Unser 10jähriges Jubiläum wurde bei uns im Garten gefeiert. Zusammen mit der Freisprechung der frisch gebackenen Fotografengesellen (und auch meiner eigenen Frau Irena, die ich mittlerweile geheiratet hatte) des Jahres 1999, denn ich war mittlerweile der Obermeister der Fotografeninnung Schwaben, mein „Hoheitsgebiet“ reichte von Lindau bis Nördlingen, und selbst der Bürgermeister ließ es sich nicht nehmen, eine Laudatio auf uns zu sprechen.

Nach meiner kleinen Revolution, die Fotografie zu verändern, folgte zur Jahrtausendwende eine große. Seit 10 Jahren wurde schon spekuliert, und als schon fast keiner mehr daran glauben wollte, wurde die digitale Technik in der Fotografie eingeführt, in einem atemberaubenden Tempo.
Endlich hatte man den gesamten Workflow selbst in der Hand. Wie schön war es, die Kunden nicht mehr drei Tage auf die Filmentwicklung warten lassen zu müssen. Mit der Präsentation der Aufnahmen auf dem großen Monitor wurde ein Meilenstein in der Fotografie erreicht. Und es dauerte nicht lange, da hat der eine Kunde gefragt, warum sein Muttermal verschwunden ist, und der nächste wollte seine Pickel behalten. Und warum man denn 2 Tage auf seine Bilder warten müsse?
Und ständig hörten wir von allen Seiten, wie schlimm es doch für uns Fotografen sein müsse, wenn doch jetzt jeder seine eigene Digitalkamera hätte. Als ob es davor nicht auch schon Fotoapparate gegeben hätte.
Aber natürlich eröffnete die digitale Technik enorme neue Möglichkeiten. Wenn früher mit dem Druck auf den Auslöser die Arbeit im wesentlichen getan war, begann sie jetzt eigentlich erst am Computer mit der Bildbearbeitung. Unsere Porträts sollten Kunstwerke sein, die in einer Postergalerie ausgestellt werden könnten.

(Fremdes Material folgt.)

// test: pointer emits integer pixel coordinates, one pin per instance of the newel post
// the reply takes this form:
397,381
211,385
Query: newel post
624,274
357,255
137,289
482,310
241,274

Der letzte große Einschnitt in der Fotografenszene war, als die Meisterpflicht abgeschafft wurde. Wo es zwischen Göggingen und Schwabmünchen früher drei Fotografen gab, waren es fortan zwischen 20 und 25. Auf die Qualität wirkte dies sich nicht so schnell aus wie auf den Preis. Endlich gab es eine breite Masse an Fotografen, von denen wir uns abheben konnten.
Und heute? Wir leben in einer Zeit, in der das einzelne Bild nichts mehr zählt. Wer 1000 Bilder auf seinem PC hat, der achtet nicht ein einzelnes Foto. Wer seine Bilder nur mehr auf dem Handy zeigt, für den ist es schwer, ein einzelnes Kunstwerk zu honorieren. Den meisten Menschen ist aus dem Sinn gekommen, dass ein Foto etwas für –wenn auch nicht die Ewigkeit, so doch für eine lange Zeit Bestand hat. Wer heute Kinder hat, wird ihnen zu Ihrer Volljährigkeit kein Album mehr mit ihren Baby- und Kinderbildern schenken können, weil sich so viele in Schall und Rauch aufgelöst haben.
Und so leisten wir Fotografen heute einen kaum hoch genug einzuschätzenden Dienst an unseren Mitmenschen, indem wir Ihre Erinnerungen festhalten. Unsere auf Papier gedruckten Bilder überstehen eine lange Zeit und geben und erhalten einen guten Teil der Identität unserer Kunden und Ihrer Kinder für viele zukünftige Jahre.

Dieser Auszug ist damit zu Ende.